末松則子鈴鹿市長「カズダンス楽しみ」F1聖地、サッカーでも町おこし

末松則子鈴鹿市長「カズダンス楽しみ」F1聖地、サッカーでも町おこし

21年12月、「JAPAN ALL STAR 2021」でゴールを決めカズダンスをするカズ(中央手前)

Jリーグ横浜FC・FWカズ(三浦知良、54)の日本フットボールリーグ(JFL)鈴鹿ポイントゲッターズへの期限付き移籍が決定した11日、クラブの地元三重県鈴鹿市も沸いた。末松則子市長(51)は「心から歓迎いたします。三浦選手がピッチで躍動し、ゴールを決め、カズダンスを披露してくれることを楽しみにしています」。

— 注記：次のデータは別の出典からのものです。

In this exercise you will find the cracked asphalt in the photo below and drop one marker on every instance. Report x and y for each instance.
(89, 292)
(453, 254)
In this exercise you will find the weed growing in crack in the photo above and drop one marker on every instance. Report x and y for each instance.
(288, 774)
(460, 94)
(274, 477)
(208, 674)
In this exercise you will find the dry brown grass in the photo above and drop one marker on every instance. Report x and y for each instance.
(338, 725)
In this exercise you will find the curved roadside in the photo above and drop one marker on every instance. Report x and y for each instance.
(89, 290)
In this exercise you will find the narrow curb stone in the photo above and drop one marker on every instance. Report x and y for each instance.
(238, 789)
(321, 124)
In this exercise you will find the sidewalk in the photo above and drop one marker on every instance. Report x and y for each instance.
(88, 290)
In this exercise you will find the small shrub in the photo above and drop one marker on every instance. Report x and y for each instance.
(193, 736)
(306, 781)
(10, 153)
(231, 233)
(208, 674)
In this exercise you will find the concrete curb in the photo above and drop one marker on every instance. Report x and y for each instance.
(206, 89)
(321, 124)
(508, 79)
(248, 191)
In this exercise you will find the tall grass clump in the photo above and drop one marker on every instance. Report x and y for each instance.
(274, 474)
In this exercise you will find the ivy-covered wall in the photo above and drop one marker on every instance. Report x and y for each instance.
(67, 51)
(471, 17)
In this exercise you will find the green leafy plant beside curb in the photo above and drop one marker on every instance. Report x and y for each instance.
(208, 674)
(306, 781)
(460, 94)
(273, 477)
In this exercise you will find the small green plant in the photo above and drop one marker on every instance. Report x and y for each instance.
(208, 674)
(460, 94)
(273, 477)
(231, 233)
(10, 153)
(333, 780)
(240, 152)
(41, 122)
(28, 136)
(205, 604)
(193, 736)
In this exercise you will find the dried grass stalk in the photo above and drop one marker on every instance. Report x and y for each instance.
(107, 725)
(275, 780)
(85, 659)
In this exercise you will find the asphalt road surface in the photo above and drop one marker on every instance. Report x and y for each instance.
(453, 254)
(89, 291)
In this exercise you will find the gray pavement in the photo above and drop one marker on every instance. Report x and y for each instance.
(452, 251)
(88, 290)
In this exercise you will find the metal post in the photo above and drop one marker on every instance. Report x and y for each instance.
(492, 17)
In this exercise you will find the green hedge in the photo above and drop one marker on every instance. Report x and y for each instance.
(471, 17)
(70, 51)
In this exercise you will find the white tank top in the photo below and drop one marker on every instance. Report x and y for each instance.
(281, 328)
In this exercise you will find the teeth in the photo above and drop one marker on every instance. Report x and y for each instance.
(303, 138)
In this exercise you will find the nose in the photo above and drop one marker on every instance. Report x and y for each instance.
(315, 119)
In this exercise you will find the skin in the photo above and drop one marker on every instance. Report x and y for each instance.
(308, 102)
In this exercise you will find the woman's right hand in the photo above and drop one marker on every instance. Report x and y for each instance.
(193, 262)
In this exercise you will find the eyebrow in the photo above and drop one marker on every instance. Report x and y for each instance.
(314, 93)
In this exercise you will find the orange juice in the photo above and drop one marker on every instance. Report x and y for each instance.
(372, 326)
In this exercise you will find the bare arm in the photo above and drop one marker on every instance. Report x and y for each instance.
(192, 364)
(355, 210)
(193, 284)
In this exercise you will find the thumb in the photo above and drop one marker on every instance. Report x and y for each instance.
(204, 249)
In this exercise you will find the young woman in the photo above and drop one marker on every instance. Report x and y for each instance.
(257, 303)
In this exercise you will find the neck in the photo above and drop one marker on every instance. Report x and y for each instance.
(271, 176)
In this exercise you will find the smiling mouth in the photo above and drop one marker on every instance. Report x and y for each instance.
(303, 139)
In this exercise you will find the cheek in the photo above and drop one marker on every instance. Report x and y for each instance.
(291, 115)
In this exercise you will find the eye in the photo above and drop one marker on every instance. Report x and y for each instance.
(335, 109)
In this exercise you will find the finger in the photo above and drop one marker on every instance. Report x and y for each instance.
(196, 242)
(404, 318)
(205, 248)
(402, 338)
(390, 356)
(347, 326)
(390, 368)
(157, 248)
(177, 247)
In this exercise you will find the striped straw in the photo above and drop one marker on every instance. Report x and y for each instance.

昨季はあと1歩でJ3昇格を逃しただけに「長年の実績と経験が、三重県初のJリーグ昇格へと導いていただけることを願っています」と、勝利へ直結する得点量産に期待を寄せた。

サポーターも、兄三浦泰年監督との兄弟タッグ結成を待ち望んでいた。サポーターズクラブ「VictoryCross(ビクトリークロス)」の大山隆弘代表(38)は、「すごいことになった。日本代表、海外の経験、プロとしての姿で、クラブ、選手、サポーターに影響を与えてほしい」と願う。これまでもJクラブから加入した選手の影響力を感じていたが、格の違いを強調。「一皮むけたクラブにしてほしい。Jリーグに入るためには観客数も3000人以上集めることを目標にしていかないといけない。クラブを知ってもらえたり、新たなサポーターが来てくれたり、まわりからの見る目も変わってくると思う」。コロナ禍で大声での応援が解禁されるかはわからないが、コールリーダーを中心に、新たなカズの応援歌を検討する可能性もある。

市内の鈴鹿サーキットはモータースポーツの聖地として有名。カズの加入で、さらなる町おこしも期待される。市のスポーツ課担当者も「レジェンドの方に来ていただいたので、市民と一緒にサッカーも観光も盛り上げていきたい」。来年完成予定の新スタジアム計画も進んでおり、カズをJ伝道師として迎え入れる。【鎌田直秀】

<工場地区に事務所>

鈴鹿ポイントゲッターズにはクラブハウスがなく、クラブの運営会社アンリミテッドの所在地は、鈴鹿市住吉4丁目。鈴鹿サーキットから北に2キロ、自動車工場や倉庫などの広がる地区の一角で、アンリミテッドが運営するフットサル場として開放されている。